No son los puntos que ofrece el evento, tampoco la necesidad de conseguir un título más para sus vitrinas o de coger el ritmo de partidos. Lo que busca Rafael Nadal en el torneo de tenis de Buenos Aires es básicamente una inyección de confianza.

Veintidós días después de su inesperada derrota en la primera ronda del Abierto de Australia, el balear volverá a pisar una pista en un torneo que no estaba en sus planes originales, pero que no dudó en marcar en rojo una vez que tomó el vuelo de regreso de Melbourne. Su estreno será ante el local Juan Mónaco (18:00), uno de sus más íntimos amigos del circuito y curiosamente su rival en la final del año pasado en Buenos Aires. Aquel partido, que el hoy número cinco del ranking resolvió con autoridad, sirvió para saldar una vieja deuda que Nadal tenía con el pequeño pero tradicional certamen argentino, uno de los pocos torneos sobre arcilla que jamás había ganado. "Uno tiene que hablar claro: si el resultado en Australia hubiese sido mejor no estaría aquí. El calendario ya es suficientemente duro para seguir añadiendo torneos, pero desde el primer minuto que perdí en Australia en mi cabeza estaba volver aquí", dijo con crudeza el español tras aterrizar el lunes en la capital argentina.

Un año después de su primer y único título en Buenos Aires, Nadal regresa a la capital argentina con una misión algo diferente. Si entonces el objetivo era recuperar ritmo tras una temporada plagada de lesiones, ahora prioriza el factor anímico al físico.

"Nadal está nervioso", opinó el ex tenista sueco Mats Wilander tras su derrota ante Fernando Verdasco en su estreno en el primer Grand Slam de la temporada. Ya no es el cuerpo el que lo castiga, sino la cabeza, su gran fortaleza histórica. Aunque no lo confiese abiertamente, el huracán llamado Novak Djokovic está haciendo mella en la mente del manacorí y más aún tras la paliza que el serbio le dio en la final de Doha.
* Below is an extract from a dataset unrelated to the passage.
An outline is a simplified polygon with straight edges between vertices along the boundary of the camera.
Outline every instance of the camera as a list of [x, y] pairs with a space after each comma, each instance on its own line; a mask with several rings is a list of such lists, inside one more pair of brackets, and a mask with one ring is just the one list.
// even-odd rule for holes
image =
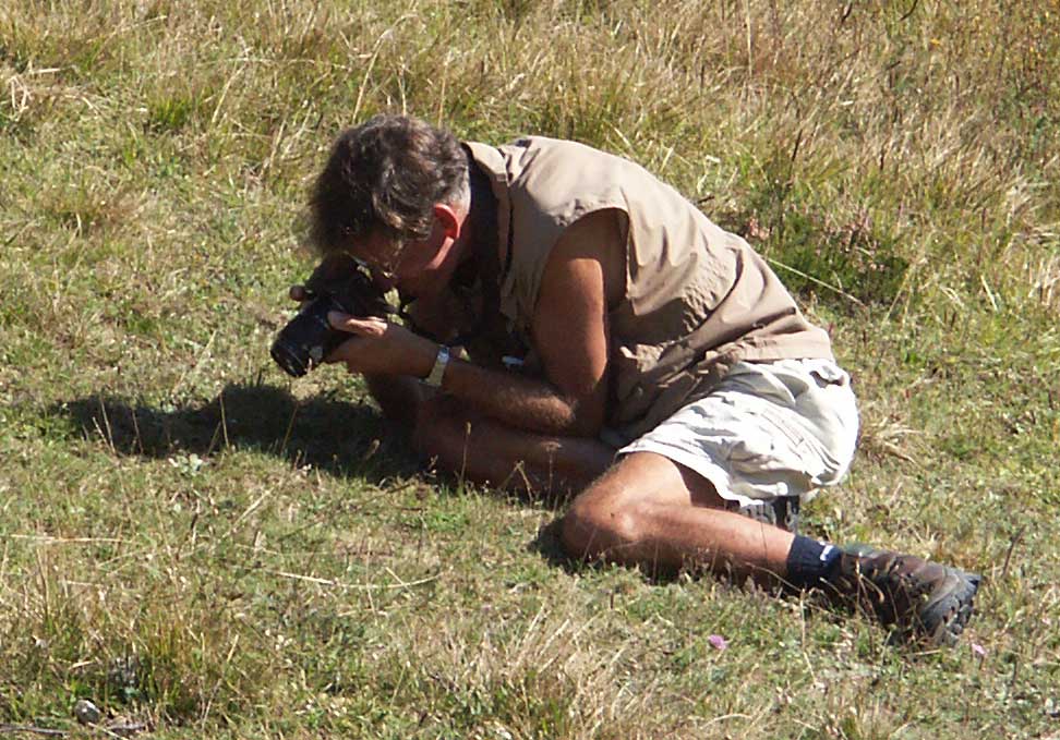
[[358, 318], [385, 318], [394, 313], [368, 271], [345, 255], [322, 262], [304, 288], [309, 299], [280, 329], [269, 350], [276, 364], [291, 377], [300, 378], [309, 373], [349, 338], [347, 332], [332, 327], [328, 312]]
Pero si hay algo que justamente puede ofrecer a Nadal el ATP 250 porteño es "energía positiva". "Cada vez que estuve aquí me hicieron sentir como un argentino más. Siempre me fui con una inyección de energía", señaló el mallorquín. A diferencia del año pasado, sin embargo, tendrá esta vez rivales de mayor peso en el torneo, que presenta el mejor cuadro en años con jugadores del calibre de David Ferrer, sexto del ranking, el francés Jo-Wilfried Tsonga (9) o el estadounidense John Isner (12).El encuentro del ex número uno ante Mónaco, que regresó esta semana al circuito tras seis meses inactivo por una lesión en la muñeca derecha, será el plato fuerte de una jornada estelar que ofrecerá también la presentación de Ferrer ante el local Renzo Olivo.